When renal biopsies were examined, all primary ANCA vasculitis cases had histology most consistent with pauci-immune glomerulonephritis, and they very rarely exhibited any immunofluorescence. Drug-induced vasculitis cases were also felt to be consistent with pauci-immune glomerulonephritis but started to more frequently immunofluorescence positivity (10-35% depending on targeted stain). Infective endocarditis cases exhibited the most immunofluorescent positivity and histology more often showed immune complex glomerulonephritis (55%) compared to pauci-immune glomerulonephritis (45%).
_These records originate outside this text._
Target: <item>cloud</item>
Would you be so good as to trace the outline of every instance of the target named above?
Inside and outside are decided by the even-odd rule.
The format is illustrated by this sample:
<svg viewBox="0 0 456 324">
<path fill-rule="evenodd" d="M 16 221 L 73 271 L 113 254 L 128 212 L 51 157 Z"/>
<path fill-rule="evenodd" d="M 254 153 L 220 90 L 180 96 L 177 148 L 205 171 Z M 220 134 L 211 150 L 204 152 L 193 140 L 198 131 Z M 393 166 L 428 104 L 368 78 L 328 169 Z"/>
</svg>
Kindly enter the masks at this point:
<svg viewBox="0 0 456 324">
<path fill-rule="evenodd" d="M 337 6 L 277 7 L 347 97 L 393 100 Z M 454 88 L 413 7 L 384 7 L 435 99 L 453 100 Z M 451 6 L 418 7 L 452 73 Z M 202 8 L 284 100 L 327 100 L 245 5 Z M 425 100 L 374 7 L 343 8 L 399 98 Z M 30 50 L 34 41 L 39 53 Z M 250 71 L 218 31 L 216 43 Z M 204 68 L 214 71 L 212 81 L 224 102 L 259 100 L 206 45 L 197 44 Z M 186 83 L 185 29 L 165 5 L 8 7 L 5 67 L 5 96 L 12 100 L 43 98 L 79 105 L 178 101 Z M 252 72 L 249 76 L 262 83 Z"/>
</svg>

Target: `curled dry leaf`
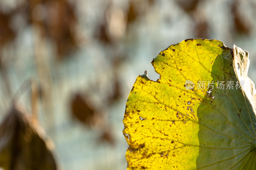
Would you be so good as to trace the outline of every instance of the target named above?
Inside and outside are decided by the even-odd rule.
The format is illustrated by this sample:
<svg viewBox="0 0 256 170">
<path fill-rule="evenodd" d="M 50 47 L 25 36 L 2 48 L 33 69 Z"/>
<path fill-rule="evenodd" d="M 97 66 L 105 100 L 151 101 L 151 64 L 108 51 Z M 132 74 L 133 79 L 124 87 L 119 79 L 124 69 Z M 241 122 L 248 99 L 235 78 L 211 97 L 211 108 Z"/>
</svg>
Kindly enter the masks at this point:
<svg viewBox="0 0 256 170">
<path fill-rule="evenodd" d="M 0 125 L 0 166 L 5 170 L 57 169 L 52 143 L 34 121 L 13 107 Z"/>
<path fill-rule="evenodd" d="M 71 101 L 71 107 L 74 117 L 86 125 L 93 125 L 95 111 L 81 94 L 78 93 L 75 95 Z"/>
<path fill-rule="evenodd" d="M 151 63 L 128 97 L 127 169 L 256 169 L 256 91 L 248 53 L 216 40 L 188 39 Z"/>
</svg>

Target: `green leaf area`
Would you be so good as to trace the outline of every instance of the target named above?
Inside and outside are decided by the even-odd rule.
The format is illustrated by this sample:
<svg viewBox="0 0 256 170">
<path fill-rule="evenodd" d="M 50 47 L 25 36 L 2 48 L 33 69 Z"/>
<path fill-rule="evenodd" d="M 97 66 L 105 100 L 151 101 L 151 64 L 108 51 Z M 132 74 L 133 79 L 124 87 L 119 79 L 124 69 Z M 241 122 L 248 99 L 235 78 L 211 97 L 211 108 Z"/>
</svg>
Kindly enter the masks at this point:
<svg viewBox="0 0 256 170">
<path fill-rule="evenodd" d="M 123 133 L 127 169 L 256 169 L 256 92 L 248 52 L 215 40 L 170 46 L 137 78 Z"/>
</svg>

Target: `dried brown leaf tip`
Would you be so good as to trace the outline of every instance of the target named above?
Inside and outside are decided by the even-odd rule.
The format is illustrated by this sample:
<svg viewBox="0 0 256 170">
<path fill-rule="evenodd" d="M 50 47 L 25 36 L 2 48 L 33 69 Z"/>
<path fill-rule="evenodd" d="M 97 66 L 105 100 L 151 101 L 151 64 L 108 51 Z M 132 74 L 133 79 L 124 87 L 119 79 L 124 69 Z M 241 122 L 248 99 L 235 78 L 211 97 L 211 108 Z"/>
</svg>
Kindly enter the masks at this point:
<svg viewBox="0 0 256 170">
<path fill-rule="evenodd" d="M 0 125 L 1 166 L 5 170 L 56 169 L 51 142 L 39 129 L 36 122 L 13 107 Z"/>
</svg>

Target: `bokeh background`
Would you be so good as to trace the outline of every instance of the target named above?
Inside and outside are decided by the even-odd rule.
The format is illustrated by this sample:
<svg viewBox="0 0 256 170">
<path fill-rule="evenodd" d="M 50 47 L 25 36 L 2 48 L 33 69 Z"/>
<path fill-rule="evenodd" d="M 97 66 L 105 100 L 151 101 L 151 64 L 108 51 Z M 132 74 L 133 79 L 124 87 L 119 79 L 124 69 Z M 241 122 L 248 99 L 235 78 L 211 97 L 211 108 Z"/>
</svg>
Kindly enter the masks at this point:
<svg viewBox="0 0 256 170">
<path fill-rule="evenodd" d="M 156 80 L 153 57 L 192 38 L 248 51 L 256 82 L 254 0 L 1 0 L 0 121 L 24 107 L 59 169 L 126 169 L 122 121 L 136 78 L 147 70 Z"/>
</svg>

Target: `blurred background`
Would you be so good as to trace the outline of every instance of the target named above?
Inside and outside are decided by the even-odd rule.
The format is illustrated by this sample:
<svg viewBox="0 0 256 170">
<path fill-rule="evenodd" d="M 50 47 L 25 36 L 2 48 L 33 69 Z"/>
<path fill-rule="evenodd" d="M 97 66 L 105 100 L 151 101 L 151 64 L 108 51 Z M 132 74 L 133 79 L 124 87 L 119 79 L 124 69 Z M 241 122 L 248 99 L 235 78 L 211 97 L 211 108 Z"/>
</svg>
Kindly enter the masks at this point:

Dialysis cessation occurred most frequently in primary AAV patients (75%) followed by infective endocarditis cases (30.7%) and then by drug-induced cases (18.7%). Six month mortality was higher in cases due to secondary causes.

This abstract emphasizes important clues in differentiating primary AAV from secondary infective endocarditis or drug-induced causes, namely the presence of high/low platelets and leukocytes, ANCA discordance, other autoimmune labs, and renal biopsy features. This study demonstrated etiology is helpful in prognosticating these patients, both from a renal recovery as well as a mortality standpoint.